While working on the DARPA LAGR project, we found it exceedingly difficult to tune our reactive behaviors to work well in cluttered and patchy environments. Either obstacle avoidance was too sensitive and the robot would not drive through gaps, or it was too aggressive and the robot would collide with obstacles. At first we made the behaviors more and more complicated, introducing more parameters to tune, but we really wanted an efficient way to demonstrate to the robot how to drive.

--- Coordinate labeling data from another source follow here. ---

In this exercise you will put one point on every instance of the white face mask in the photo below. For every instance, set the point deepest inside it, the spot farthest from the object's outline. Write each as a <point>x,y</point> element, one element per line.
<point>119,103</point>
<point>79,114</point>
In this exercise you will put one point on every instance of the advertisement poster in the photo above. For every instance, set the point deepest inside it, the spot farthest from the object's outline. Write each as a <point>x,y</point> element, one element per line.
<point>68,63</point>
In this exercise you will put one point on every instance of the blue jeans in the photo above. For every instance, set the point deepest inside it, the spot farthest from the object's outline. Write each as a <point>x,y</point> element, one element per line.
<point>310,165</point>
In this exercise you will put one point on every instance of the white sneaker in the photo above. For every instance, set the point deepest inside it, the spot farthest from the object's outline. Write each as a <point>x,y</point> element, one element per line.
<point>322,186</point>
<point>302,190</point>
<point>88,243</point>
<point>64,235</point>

Thus, we developed a system for interactive, on-line training of behaviors with a remote control. The user flips a switch to training mode, and drives the robot how they would like it to drive, then flips the switch back to autonomous to test the behavior. If the robot doesn’t perform well and needs additional training, the user just flips the switch again and provides an example of correctly performing whatever maneuver the robot goofed up on. When in training mode, the robot is recording training instances of its stereo perception and the direction to its goal location, along with the motor command that the user provides with the remote control.

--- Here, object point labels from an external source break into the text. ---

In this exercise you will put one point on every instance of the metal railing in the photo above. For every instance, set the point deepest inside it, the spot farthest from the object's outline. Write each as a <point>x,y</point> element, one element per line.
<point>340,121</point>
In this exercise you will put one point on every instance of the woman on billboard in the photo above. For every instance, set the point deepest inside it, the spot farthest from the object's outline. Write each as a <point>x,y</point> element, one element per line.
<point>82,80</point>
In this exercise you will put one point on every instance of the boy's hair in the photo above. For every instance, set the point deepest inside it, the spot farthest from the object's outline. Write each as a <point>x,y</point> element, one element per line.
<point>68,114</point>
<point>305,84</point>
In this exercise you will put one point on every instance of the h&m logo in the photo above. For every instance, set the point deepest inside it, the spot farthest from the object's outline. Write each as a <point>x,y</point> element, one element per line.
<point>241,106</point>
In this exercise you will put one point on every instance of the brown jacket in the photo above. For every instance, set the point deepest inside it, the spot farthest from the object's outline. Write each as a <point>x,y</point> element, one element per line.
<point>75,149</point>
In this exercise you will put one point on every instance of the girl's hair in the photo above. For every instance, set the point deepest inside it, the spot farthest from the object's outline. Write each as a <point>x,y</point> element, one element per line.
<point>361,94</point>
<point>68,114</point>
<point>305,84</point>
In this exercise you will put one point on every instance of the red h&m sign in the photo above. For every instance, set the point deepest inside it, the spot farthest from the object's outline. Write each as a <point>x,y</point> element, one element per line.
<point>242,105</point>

Under the hood, the robot is recording training instances that associate its sensor state with the action the human demonstrates. At run-time, the robot finds the closest-matching example to it’s current sensor state in its database of recorded training instances, and executes the demonstrated motor command from that closest match.
The sensor state is actually a vector containing measurements to the nearby obstacles, and the robot’s heading to the goal. The obstacle measurements are regularly-spaced around the robot, analogous to a laser range scan, but in fact generated from a top-down-view obstacle map the robot accumulates using stereo:
We found that computing the nearest-neighbor using the full-dimensionality range vector did not yield very good perceptual matches. The reason, we believe, is that the distances between points in high-dimensional spaces approach the same value as the dimensionality increases. The problem is that the signal gets lost in the noise. Because Euclidean distance is the sum of the squares of the distance in each dimension, important variations in distance between some dimensions become a small fraction of the total sum of distances in many dimensions.
Because of this dimensionality problem, we perform PCA on the training database of perception states, then project new perceptual states at runtime onto the same principal axes. We empirically found that the first 6 principal axes capture environment very well. The effect of PCA, in addition to simply reducing dimensionality, is also to average out noise in range measurements caused by patchy perception or small false obstacles.